Gigantour featuring Megadeth and Motörhead
The Theater at Madison Square Garden
January 28, 2012

 

 

 

 
Concert Review by
Mike D'Ariano
 
 

It was a night where a lot of things went wrong, but a few surprises made things right. There was the extra ticket that four different people claimed as their own and then passed on. There was the pre-show fried chicken dinner that arrived as a fried chicken sandwich and the ensuing tension with the, at fault but refusing to accept it, waitstaff. There was the fact that our seats were way in the back, and there was the fact that the band we thought was going on 2nd (Lacuna Coil) went on 1st and we missed most of their set waiting in line for ten dollar beers and looking at forty dollar t-shirts.

After hearing Lacuna Coil play two songs, which were decent enough but not enough to really judge by, they split and the house lights came up. I looked at Facebook on my phone and found out the guy I was supposed to be at the show with had just gotten engaged (a decent excuse I suppose) and another guy who had been offered the ticket was having a baby...I texted my wife and told her to buy us a house so we could keep up with the life changing news. Needless to say, was in good spirits when Volbeat took the stage.

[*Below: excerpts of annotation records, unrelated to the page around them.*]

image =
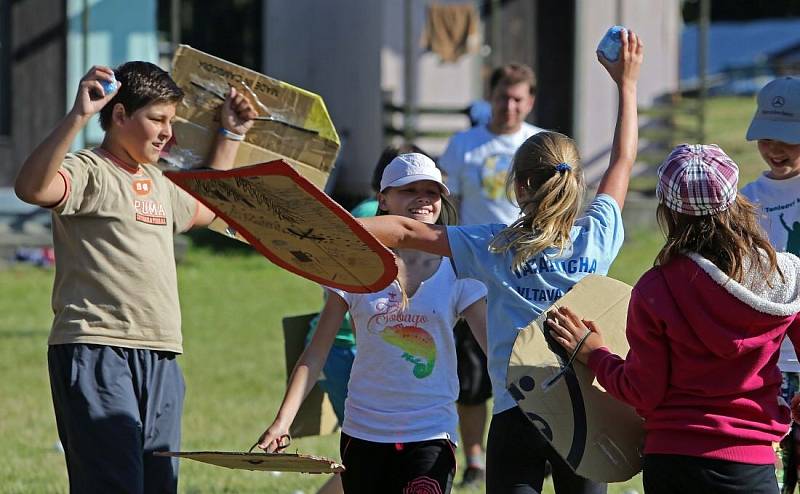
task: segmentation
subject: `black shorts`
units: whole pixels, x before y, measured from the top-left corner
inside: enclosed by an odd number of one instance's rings
[[[456,456],[447,439],[375,443],[342,432],[339,452],[347,494],[375,492],[447,494],[453,486]]]
[[[463,319],[453,328],[456,340],[458,399],[461,405],[480,405],[492,397],[492,382],[486,369],[486,355]]]
[[[561,494],[605,494],[606,484],[576,474],[539,433],[519,407],[492,416],[486,440],[486,492],[542,492],[550,463],[555,491]],[[645,489],[645,492],[648,492]],[[674,491],[685,492],[685,491]],[[712,491],[707,491],[709,494]]]

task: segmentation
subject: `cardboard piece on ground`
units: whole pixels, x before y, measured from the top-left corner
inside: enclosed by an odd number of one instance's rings
[[[282,160],[227,171],[165,175],[278,266],[352,293],[397,276],[394,255],[344,208]]]
[[[283,318],[284,352],[286,355],[286,379],[292,374],[297,359],[306,347],[309,323],[317,314]],[[336,413],[328,395],[319,384],[308,394],[289,428],[292,437],[321,436],[332,434],[339,428]]]
[[[265,472],[339,473],[344,465],[330,458],[292,453],[238,453],[232,451],[157,451],[154,456],[174,456],[218,467]]]
[[[631,287],[589,275],[559,299],[579,317],[597,322],[606,346],[625,355]],[[517,335],[506,386],[517,404],[555,450],[579,475],[598,482],[620,482],[641,470],[643,421],[616,400],[577,360],[548,387],[567,361],[566,351],[544,328],[546,313]]]
[[[180,45],[172,78],[184,91],[164,159],[189,169],[201,166],[219,128],[219,106],[231,86],[258,113],[239,146],[235,166],[282,159],[311,183],[325,188],[339,152],[339,136],[319,95],[239,65]],[[225,231],[222,221],[210,228]],[[239,240],[243,240],[239,237]]]

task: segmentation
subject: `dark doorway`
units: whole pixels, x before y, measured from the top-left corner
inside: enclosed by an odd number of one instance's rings
[[[536,2],[534,120],[539,127],[572,135],[575,80],[575,1]]]

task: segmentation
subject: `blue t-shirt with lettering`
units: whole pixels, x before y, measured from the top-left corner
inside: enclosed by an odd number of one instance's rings
[[[492,238],[505,225],[447,228],[452,262],[459,278],[482,281],[488,289],[488,367],[494,392],[494,411],[516,405],[506,390],[506,371],[517,333],[587,274],[605,275],[624,237],[617,202],[600,194],[584,216],[575,221],[572,245],[559,255],[545,250],[522,267],[513,267],[513,252],[489,252]]]

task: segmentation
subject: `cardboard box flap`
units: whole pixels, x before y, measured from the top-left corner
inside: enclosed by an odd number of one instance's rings
[[[174,141],[164,157],[170,164],[202,164],[219,127],[219,106],[233,86],[259,115],[235,166],[284,159],[316,186],[325,187],[340,143],[320,96],[186,45],[175,52],[172,77],[185,96],[178,105]]]

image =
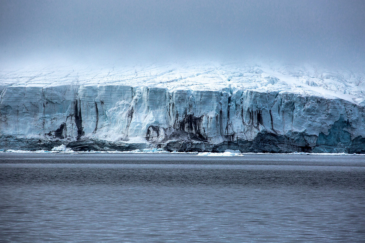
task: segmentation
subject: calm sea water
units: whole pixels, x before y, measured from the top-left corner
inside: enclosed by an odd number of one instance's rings
[[[1,242],[365,242],[365,157],[0,154]]]

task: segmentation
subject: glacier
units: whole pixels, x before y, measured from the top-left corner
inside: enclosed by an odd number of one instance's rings
[[[365,74],[179,62],[0,70],[0,148],[365,153]]]

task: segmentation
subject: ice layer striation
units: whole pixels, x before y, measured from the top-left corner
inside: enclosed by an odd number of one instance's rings
[[[365,153],[365,74],[187,63],[0,72],[0,148]]]

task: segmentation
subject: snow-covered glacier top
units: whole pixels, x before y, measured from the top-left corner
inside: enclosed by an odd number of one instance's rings
[[[145,86],[170,90],[278,90],[339,98],[365,104],[365,74],[328,70],[313,65],[174,62],[118,66],[73,65],[2,69],[0,91],[12,86],[50,87],[105,84]]]

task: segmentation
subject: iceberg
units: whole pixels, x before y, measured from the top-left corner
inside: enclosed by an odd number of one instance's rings
[[[361,72],[214,62],[28,68],[1,70],[0,92],[5,150],[365,153]]]

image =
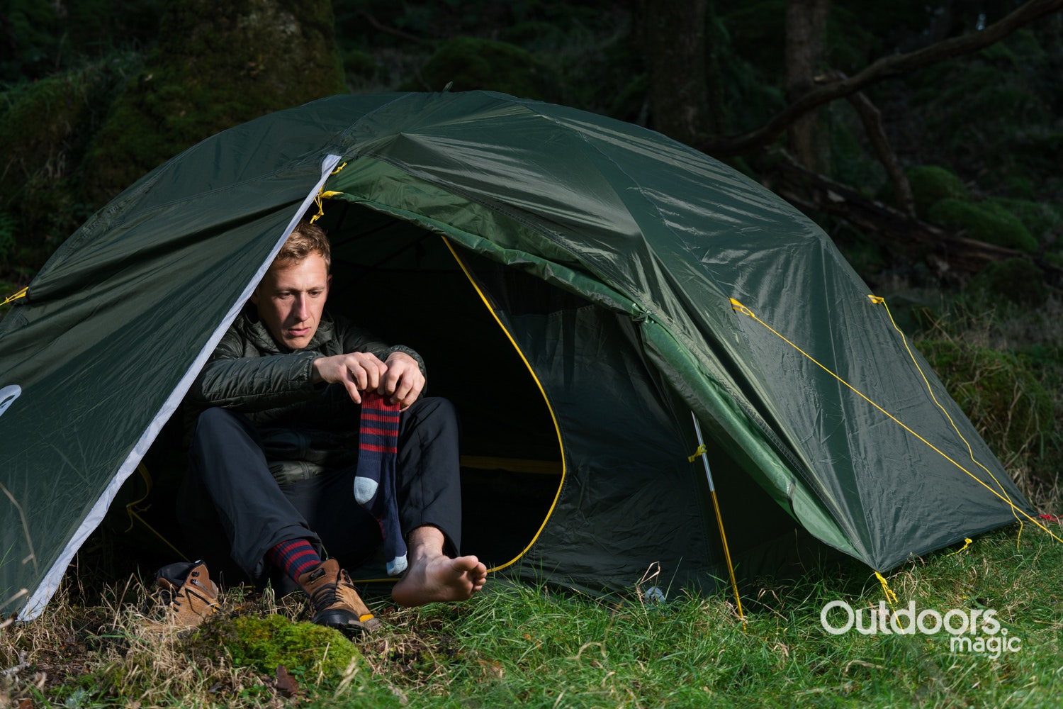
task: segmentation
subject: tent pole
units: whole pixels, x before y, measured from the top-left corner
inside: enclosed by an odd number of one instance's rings
[[[720,541],[724,545],[724,558],[727,560],[727,573],[730,574],[731,589],[735,591],[735,603],[738,605],[738,617],[742,620],[742,629],[745,629],[745,613],[742,612],[742,600],[739,597],[738,593],[738,581],[735,579],[735,565],[730,560],[730,551],[727,548],[727,535],[724,533],[724,518],[720,513],[720,503],[716,501],[716,486],[712,483],[712,471],[709,470],[709,453],[705,448],[705,440],[702,438],[702,425],[697,422],[697,417],[694,412],[690,412],[690,418],[694,420],[694,432],[697,434],[697,452],[690,457],[690,461],[693,462],[694,458],[698,455],[702,456],[702,462],[705,463],[705,477],[709,480],[709,494],[712,496],[712,508],[716,512],[716,525],[720,527]]]

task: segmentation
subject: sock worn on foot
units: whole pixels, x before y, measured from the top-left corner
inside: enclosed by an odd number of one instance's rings
[[[321,557],[305,539],[291,539],[271,548],[267,556],[284,574],[299,583],[299,577],[321,563]]]
[[[388,575],[406,570],[406,542],[399,524],[395,495],[395,454],[399,444],[399,404],[389,404],[376,392],[361,396],[361,424],[358,434],[358,469],[354,478],[354,499],[369,510],[381,525]]]

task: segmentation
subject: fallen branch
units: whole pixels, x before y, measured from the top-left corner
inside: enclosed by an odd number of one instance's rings
[[[939,41],[907,54],[884,56],[855,77],[832,81],[813,88],[787,106],[782,113],[754,131],[732,137],[709,138],[694,147],[715,157],[748,153],[778,138],[791,123],[813,108],[834,99],[856,94],[883,79],[984,49],[1019,28],[1061,9],[1063,9],[1063,0],[1030,0],[984,30]]]
[[[1044,272],[1049,284],[1057,287],[1063,285],[1063,268],[1056,264],[928,224],[811,172],[784,154],[766,168],[764,174],[769,187],[802,212],[828,214],[843,219],[858,230],[879,236],[892,248],[913,258],[928,259],[941,273],[974,274],[993,261],[1027,258]]]

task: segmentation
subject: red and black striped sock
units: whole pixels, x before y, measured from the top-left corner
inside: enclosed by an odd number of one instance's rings
[[[281,542],[271,548],[266,556],[297,584],[300,576],[321,563],[321,557],[314,551],[310,542],[305,539]]]
[[[399,420],[399,404],[389,404],[376,392],[362,394],[354,499],[381,525],[384,555],[391,576],[406,570],[406,542],[402,538],[395,495]]]

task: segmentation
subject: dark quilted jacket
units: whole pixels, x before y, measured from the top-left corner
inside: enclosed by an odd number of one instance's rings
[[[340,385],[314,384],[311,364],[344,352],[371,352],[382,360],[389,347],[345,319],[325,314],[310,343],[291,351],[279,345],[251,314],[241,314],[192,384],[189,399],[199,408],[220,406],[243,413],[258,428],[270,472],[279,483],[352,465],[358,445],[358,405]]]

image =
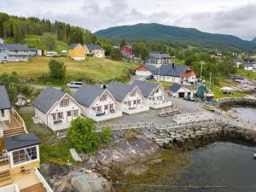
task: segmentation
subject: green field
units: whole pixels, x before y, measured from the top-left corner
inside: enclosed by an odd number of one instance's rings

The band, who I know nothing about....sure I could go to Wikipedia and pretend to know all about them...but then, so can you...took the stage by storm and played a great bunch of songs by Dusty Springfield, Johnny Cash and presumably (again, I'm ignorant) by Volbeat. My partner in crime for the evening declared that they sounded like Metallica. I said I thought they sounded more like The Misfits but with a heavy metal slant...then I realized that more or less, that's what Metallica sound like. The crowd loved them, as did I, and (this is important) they sounded fantastic.

Up next came the legendary Motörhead and they did what they do. They played about 15 songs that all sounded exactly the same and were all awesome. True to their mantra..."Everything louder than everything else"...they played really loud and (this is important) they sounded fantastic! Lemmy, the true Godfather of Heavy Metal (sorry Ozzy) said some stuff between songs which no one could understand yet everyone cheered for, and then the band was gone leaving only the feedback ringing over the p.a. as evidence that they were ever there at all.

So far it had been a great night and now that all the lights, and fog machines, and giant monster bearing banners had been set up, it was time for the main event....Megadeth...and oddly enough, everything went to hell.

The way I really want to recount the events of the evening is to say that when the black curtain that had been hiding the stage dropped, the band roared to life....unfortunately, what actually happened was more a whimper than it was a roar. No seriously, we couldn't hear the band.

We could hear the drums, but not the bass. We could tell that someone was playing guitar, but couldn't really figure out what they were playing. Worse still, with two guitar players on stage (one a legend, and the other the latest in a loooooong line of guys filling in as "the other guitar player") we couldn't tell which one we could actually hear. Finally, adding insult to injury, when Dave Mustaine stepped to the mic we couldn't make out a damn word he said!

The last thing I ever expected to hear at the Megadeth headlined "Gigantour" was half the crowd chanting "We can't hear you!" over and over again at the top of their lungs...but after the first song that's exactly what happened. It happened after the second song too, and then after the third.

At that point it became clear that this was not going to be fixed, and I decided to try to do something about it. Long story short, after speaking to three or four different staff members, I was directed to the "event manager's" office. The event manager was a woman who wouldn't give me her name, and insisted she did not have a business card. I know, I know...I didn't believe her either....this is a venue that makes the popcorn guy wear a suit jacket, but the event manager doesn't have a business card?

Anyway, the mystery manager couldn't or wouldn't help me, and refused to even acknowledge that there was an issue with the sound even as ten other people came in to complain about the exact same thing! Finally, after giving me a phone number to call once the weekend was over (come Monday, the people on the phone were equally unhelpful) she shooed me out of her office and slammed the door. Needless to say, I was annoyed....but not so annoyed that I didn't notice that upon leaving the manager's office I found myself unsupervised.....and back stage.

So I did the only logical thing....stayed put, watched the show from behind the band's road cases and waited for someone to catch on and throw me out...which never happened. From that much better vantage point, I saw the band play Peace Sells, Holy Wars, A Tout Le Monde (with the chick from Lacuna Coil) and a very fast version of Happy Birthday which was dedicated to Dave's daughter. The sound was louder though still poorly mixed, and while I did enjoy my illicit viewpoint, I couldn't help but feel disappointed that I was watching a band that should have been so loud I needed ear protection, and at times the only way to hear the vocals was to listen to the crowd singing them themselves.